I pomimo tchórzostwa zbyt wielu rządów europejskich, które nadal przymykają oczy na barbarzyństwo, w Hiszpanii osiągnięto ważne kamienie milowe, o które my, Wspólnoty, zabiegaliśmy na wszystkich szczeblach instytucjonalnych: takie jak promowanie embarga na broń dla Izraela, zerwanie stosunków instytucjonalnych z rządem izraelskim, promowane przez Parlament Katalonii i Radę Miasta Barcelony, czy zamknięcie biura Generalitat w Tel Awiwie.
Pomimo tych postępów, ogólna reakcja jest ewidentnie niewystarczająca.
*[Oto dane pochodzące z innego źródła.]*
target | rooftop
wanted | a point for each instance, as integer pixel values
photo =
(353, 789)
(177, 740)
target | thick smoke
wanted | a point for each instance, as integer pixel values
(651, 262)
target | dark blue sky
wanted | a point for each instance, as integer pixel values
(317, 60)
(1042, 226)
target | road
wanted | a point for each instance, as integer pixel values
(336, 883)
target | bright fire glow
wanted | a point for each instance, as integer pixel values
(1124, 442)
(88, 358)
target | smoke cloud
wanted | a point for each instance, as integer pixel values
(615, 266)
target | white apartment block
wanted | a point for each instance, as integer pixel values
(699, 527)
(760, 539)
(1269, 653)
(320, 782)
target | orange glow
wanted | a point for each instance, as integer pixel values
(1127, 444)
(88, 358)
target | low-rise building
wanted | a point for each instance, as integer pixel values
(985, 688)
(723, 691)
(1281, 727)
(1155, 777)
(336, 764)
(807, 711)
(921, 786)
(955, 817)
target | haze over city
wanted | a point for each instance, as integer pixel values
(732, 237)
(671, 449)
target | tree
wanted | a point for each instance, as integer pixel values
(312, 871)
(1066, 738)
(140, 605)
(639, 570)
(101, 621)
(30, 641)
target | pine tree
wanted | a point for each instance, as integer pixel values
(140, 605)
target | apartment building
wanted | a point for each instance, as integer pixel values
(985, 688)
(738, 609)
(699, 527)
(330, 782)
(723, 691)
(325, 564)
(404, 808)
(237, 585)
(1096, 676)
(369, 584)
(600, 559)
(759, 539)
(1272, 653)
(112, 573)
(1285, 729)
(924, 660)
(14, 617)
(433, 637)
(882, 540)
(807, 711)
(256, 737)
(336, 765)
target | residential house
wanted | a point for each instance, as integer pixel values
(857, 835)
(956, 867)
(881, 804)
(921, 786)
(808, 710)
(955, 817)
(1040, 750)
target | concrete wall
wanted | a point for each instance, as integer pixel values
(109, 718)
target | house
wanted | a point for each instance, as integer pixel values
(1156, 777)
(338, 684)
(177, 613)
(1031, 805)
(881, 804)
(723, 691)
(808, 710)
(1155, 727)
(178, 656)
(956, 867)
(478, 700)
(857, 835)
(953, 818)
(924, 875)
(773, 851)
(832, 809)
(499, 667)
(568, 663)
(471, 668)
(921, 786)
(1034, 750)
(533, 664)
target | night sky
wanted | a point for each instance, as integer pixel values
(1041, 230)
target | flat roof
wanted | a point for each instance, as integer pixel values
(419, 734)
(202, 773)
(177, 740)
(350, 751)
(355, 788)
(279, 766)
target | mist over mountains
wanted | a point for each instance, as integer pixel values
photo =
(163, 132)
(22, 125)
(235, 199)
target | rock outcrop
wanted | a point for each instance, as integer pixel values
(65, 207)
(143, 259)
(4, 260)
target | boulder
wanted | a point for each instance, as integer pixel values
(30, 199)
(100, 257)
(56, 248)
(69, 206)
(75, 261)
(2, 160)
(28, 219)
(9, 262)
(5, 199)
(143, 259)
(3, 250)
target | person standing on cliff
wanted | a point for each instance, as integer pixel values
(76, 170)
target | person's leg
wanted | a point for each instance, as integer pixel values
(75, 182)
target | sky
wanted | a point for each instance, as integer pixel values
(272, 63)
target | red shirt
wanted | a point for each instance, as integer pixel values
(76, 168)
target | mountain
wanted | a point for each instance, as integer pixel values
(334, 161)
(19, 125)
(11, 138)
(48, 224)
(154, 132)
Dlatego Izba Gmin zaproponowała, aby Organizacja Narodów Zjednoczonych rozpoczęła misję humanitarną w celu ochrony ludności cywilnej Gazy, w razie potrzeby z użyciem siły, aby zapewnić dopływ żywności i leków w obliczu głodu, który według UNRWA może dotknąć prawie 300 000 osób.
Mieszkalnictwo i Gaza to nie oddzielne bitwy: to dwie strony tej samej monety. Kraj, który pozwala funduszom inwestycyjnym decydować, kto może zostać, a kto musi wyjechać, nie jest wolnym krajem. A Europa, która milczy w obliczu ludobójstwa, nie ma przyszłości. Te dwie rzeczywistości – dostęp do mieszkań i barbarzyństwo w Gazie – mają to samo źródło: konfrontację między tymi na górze i tymi na dole, między interesami ekonomicznymi i militarnymi możnych a prawem ludzi do godnego życia. Zmusza nas to do wyboru, po której stronie chcemy stanąć.
Czas wybrać. I jesteśmy w tej sprawie jednomyślni: po stronie ludu, przeciwko spekulacjom i barbarzyństwu.